Mis à la retraite d’office à titre disciplinaire, un fonctionnaire affecté au service interministériel départemental des systèmes d’information et de communication a contesté cette sanction devant la juridiction administrative. En première instance, le juge a annulé la sanction litigieuse et demandé la réintégration de l’intéressé, le ministre de l’intérieur a fait appel de ce jugement.

L’agent avait été sanctionné pour avoir relayé par le biais de sa messagerie professionnelle une théorie selon laquelle l’Etat serait à l’origine de l’attentat perpétré à Nice, le 14 juillet 2016, portant ainsi, selon l’administration, atteinte à son obligation de neutralité. En effet, quinze jours après l’attentat, l’intéressé avait exposé à son supérieur hiérarchique sa théorie du complot dans le couloir de la préfecture. Ce dernier a déclaré l’avoir ouvertement réprimandé. Mais l’agent a malgré tout prolongé cette discussion en lui adressant le jour même durant ses heures de service un courriel comportant un lien vers un site internet exposant cette théorie, accompagné de ses commentaires assez confus mais dont l’objet était de soutenir la thèse d’un crime d’Etat. Deux jours plus tard, cet agent adressait à un de ses collègues de service, à partir de sa messagerie professionnelle, un courriel faisant à nouveau allusion à cette théorie.

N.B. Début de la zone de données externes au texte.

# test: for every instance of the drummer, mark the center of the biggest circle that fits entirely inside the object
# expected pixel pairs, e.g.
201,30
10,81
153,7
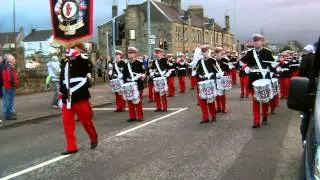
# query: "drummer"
134,72
118,67
284,74
171,78
208,63
223,67
161,101
263,55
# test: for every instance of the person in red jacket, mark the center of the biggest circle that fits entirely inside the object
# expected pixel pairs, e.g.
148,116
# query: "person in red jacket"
10,83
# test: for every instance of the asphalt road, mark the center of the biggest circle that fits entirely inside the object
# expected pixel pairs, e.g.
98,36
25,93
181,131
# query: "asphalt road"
171,145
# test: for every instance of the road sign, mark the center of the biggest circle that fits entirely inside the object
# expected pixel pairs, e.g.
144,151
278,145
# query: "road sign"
152,41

Neutralité et proportionnalité

En appel, le juge confirme la décision première instance et estime qu’en exposant et relayant cette théorie auprès de son chef de service et un de ses collègues par l’intermédiaire de sa messagerie professionnelle, dans un contexte de crise, l’intéressé a méconnu l’obligation de neutralité et de réserve qui lui incombe en sa qualité de fonctionnaire.

Toutefois, appréciant la proportionnalité de la sanction à la faute ainsi commise, la Cour administrative d’appel de Marseille considère que la faute commise n’est pas suffisamment grave pour justifier la mise à la retraite d’office de l’intéressé.

Pour étayer son analyse, la Cour s’appuie tout d’abord sur la nature de l’emploi occupé par l’intéressé qui ne comporte aucune fonction d’encadrement et d’autre part sur l’absence de diffusion de ses propos en dehors de son service. Ainsi, les faits reprochés à l’agent ne constituent pas un trouble objectif pour le fonctionnement des services y rendant impossible son maintien. Ils ne sont pas non plus susceptibles de porter atteinte à l’image de l’administration auprès du public.

Pédagogique, la solution de la cour administrative d’appel de Marseille rappelle ainsi les limites de l’utilisation de la messagerie professionnelle mise à la disposition des fonctionnaires. Elle rappelle également le principe fondamental en matière disciplinaire : la proportionnalité de la sanction à la faute commise.